Integration with NoSQL

Hi Shay,

thanks for your response.
My thoughts below ...

Storing the actual source of course causes more overhead when indexing a
document (basically, when a lucene segment is written, more data needs to be
written to disk), and when segments are merged (again, more IO operations,
but very trivial ones). This is a very minimal cost compared to all the
other things that happens when indexing a document, so I am surprised of
your experience Sergio..., I think there might have been something else in
play here...

There might have been something else, I'm no way an expert in Lucene
internals: I'm just reporting my experiences.

On the other hand, not storing the source document means several things.
First, you need to fetch the relevant data from your "other storage",
possibly a nosql.

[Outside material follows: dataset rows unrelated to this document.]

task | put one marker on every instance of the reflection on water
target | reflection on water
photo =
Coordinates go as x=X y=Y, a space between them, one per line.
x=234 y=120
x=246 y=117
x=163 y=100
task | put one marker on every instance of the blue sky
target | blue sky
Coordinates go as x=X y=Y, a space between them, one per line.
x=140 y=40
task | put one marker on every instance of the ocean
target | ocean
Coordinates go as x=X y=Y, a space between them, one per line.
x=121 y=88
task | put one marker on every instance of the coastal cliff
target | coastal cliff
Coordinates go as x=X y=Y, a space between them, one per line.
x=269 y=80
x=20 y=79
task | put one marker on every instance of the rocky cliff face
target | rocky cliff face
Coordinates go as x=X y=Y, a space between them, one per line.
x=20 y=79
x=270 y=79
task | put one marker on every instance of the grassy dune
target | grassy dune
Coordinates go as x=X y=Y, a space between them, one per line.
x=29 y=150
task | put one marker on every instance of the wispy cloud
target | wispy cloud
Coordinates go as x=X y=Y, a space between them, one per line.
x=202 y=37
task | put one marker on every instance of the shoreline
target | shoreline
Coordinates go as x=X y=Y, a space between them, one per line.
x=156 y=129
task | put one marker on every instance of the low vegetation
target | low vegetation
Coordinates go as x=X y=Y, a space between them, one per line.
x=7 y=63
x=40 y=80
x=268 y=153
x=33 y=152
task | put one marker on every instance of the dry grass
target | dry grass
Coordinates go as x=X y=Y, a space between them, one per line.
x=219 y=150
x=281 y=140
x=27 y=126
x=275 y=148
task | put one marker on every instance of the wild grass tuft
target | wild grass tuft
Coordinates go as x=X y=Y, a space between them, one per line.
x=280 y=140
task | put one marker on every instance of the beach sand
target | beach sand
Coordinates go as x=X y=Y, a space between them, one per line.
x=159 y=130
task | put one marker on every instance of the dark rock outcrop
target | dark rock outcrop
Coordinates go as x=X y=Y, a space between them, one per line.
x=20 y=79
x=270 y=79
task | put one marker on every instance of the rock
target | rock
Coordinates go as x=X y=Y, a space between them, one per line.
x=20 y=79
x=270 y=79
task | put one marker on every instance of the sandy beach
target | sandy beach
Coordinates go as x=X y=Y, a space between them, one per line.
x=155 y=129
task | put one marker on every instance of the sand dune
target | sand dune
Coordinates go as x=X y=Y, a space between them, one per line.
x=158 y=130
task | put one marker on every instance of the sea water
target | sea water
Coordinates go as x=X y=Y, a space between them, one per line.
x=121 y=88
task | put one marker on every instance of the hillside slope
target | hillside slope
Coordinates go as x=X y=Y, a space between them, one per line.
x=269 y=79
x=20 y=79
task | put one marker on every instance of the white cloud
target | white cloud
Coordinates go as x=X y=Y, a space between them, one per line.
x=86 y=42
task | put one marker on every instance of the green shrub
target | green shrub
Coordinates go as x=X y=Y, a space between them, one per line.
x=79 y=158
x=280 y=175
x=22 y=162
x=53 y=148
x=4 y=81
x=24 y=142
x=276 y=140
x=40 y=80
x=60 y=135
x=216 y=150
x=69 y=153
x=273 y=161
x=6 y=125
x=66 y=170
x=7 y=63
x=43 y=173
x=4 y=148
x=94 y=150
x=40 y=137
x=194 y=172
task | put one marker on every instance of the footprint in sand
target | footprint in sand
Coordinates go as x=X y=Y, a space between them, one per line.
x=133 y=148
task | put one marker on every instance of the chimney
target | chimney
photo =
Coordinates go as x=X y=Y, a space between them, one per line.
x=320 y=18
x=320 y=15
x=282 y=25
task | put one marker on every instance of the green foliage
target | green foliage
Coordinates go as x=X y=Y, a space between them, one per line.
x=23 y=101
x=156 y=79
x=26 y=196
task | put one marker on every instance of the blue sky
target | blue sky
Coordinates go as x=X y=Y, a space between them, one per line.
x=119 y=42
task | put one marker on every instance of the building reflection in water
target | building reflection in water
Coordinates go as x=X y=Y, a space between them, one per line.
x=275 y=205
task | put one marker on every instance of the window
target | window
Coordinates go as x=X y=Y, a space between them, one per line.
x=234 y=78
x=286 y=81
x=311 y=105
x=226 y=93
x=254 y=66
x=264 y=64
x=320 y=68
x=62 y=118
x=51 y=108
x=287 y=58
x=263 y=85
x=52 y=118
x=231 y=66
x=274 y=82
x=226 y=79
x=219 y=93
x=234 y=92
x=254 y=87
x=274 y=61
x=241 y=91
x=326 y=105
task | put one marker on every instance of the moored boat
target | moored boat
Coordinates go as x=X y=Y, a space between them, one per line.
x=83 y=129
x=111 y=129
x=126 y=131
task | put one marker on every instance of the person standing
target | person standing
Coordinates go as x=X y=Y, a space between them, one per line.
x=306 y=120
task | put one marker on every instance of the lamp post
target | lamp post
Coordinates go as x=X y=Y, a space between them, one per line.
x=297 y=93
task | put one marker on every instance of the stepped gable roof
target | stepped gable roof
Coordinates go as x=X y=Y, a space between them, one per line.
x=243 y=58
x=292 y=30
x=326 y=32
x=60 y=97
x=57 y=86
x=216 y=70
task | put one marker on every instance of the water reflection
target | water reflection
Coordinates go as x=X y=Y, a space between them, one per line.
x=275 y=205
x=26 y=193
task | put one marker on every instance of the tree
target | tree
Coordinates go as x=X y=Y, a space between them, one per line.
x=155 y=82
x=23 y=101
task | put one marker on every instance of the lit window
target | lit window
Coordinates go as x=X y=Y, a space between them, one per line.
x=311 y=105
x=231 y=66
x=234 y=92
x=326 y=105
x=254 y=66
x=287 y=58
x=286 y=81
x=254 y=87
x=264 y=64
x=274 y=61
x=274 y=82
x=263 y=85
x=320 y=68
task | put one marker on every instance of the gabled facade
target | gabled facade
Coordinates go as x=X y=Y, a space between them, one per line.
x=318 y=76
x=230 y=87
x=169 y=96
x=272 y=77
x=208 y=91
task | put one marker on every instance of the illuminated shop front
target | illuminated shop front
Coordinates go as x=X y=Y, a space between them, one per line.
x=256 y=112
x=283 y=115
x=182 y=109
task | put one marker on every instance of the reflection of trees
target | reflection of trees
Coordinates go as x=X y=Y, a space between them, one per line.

Now, lets compare the cost of this: When executing a
search, the "fetching" phase is already executing on the relevant node, so
all that is added is accessing the shard storage (lets say fs) and fetching
it.

Agree, reading everything from ES will be certainly faster: but I was
talking about write performance degradation.

Thats why, by default, elasticsearch does store the _source, and I think
that its a good "out of the box" solution,

I'm not saying it is not a good "out of the box" solution: it actually
is indeed, so I agree with you there :slight_smile:

and this is what I would
recommend on using most (if not almost always) of the time.

Here's where I disagree, but it's just my opinion.

Cheers,

Sergio B.

--
Sergio Bossa
http://www.linkedin.com/in/sergiob